- Native name: פיגוע הירי בחווארה (אוגוסט 2023)
- Location: Huwara, Israeli-occupied West Bank
- Date: 19 August 2023
- Target: Israelis
- Attack type: Mass shooting
- Weapons: M16 rifle
- Deaths: 2 victims
- Perpetrator: Hamas
- No. of participants: 1

= August 2023 Huwara shooting =

Terrorist incident in the West Bank

The August 2023 Huwara shooting was a shooting attack carried out on August 19, 2023, by a Hamas militant south of the town of Huwara.

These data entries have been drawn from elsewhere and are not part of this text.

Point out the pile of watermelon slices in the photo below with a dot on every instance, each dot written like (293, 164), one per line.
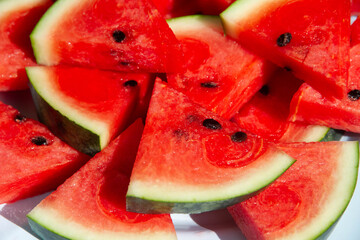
(151, 108)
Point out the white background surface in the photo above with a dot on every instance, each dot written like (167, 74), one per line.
(206, 226)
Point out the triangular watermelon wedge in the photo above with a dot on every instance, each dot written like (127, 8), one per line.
(91, 204)
(191, 160)
(311, 38)
(33, 161)
(308, 198)
(221, 75)
(87, 108)
(310, 107)
(127, 35)
(266, 114)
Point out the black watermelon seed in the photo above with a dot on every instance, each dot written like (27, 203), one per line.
(354, 95)
(118, 36)
(209, 84)
(19, 118)
(211, 124)
(239, 137)
(264, 90)
(39, 141)
(130, 83)
(284, 39)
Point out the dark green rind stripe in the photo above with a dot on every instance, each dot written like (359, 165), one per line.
(70, 132)
(333, 135)
(43, 232)
(139, 205)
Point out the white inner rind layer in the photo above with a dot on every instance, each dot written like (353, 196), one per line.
(41, 37)
(40, 80)
(248, 179)
(314, 133)
(194, 22)
(242, 14)
(9, 6)
(52, 219)
(337, 200)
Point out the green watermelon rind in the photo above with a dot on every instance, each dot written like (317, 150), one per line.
(332, 135)
(43, 232)
(43, 221)
(154, 197)
(90, 135)
(41, 35)
(8, 6)
(243, 13)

In the attack, two Israelis, a father and his son, residents of Ashdod, were murdered.

== The attack ==
Two Israelis from Ashdod, Shai Sailas Nigrker, 60, and his son Aviv (Nigrker) Nir, 29, arrived in Huwara on Saturday, August 19, 2023, to service their car. After several hours of repairs, the two were at a car wash on Highway 60 south of Hawara. Around 3:04pm, a Palestinian militant arrived, shot them and ran away.

After the attack, the Palestine Red Crescent Society arrived to provide first aid to the victims who were critically wounded. A Magen David Adom team that arrived at the scene pronounced the two victims dead.

Hundreds of soldiers conducted searches to locate the perpetrator.

On August 26, a week after the attack, Hamas claimed responsibility.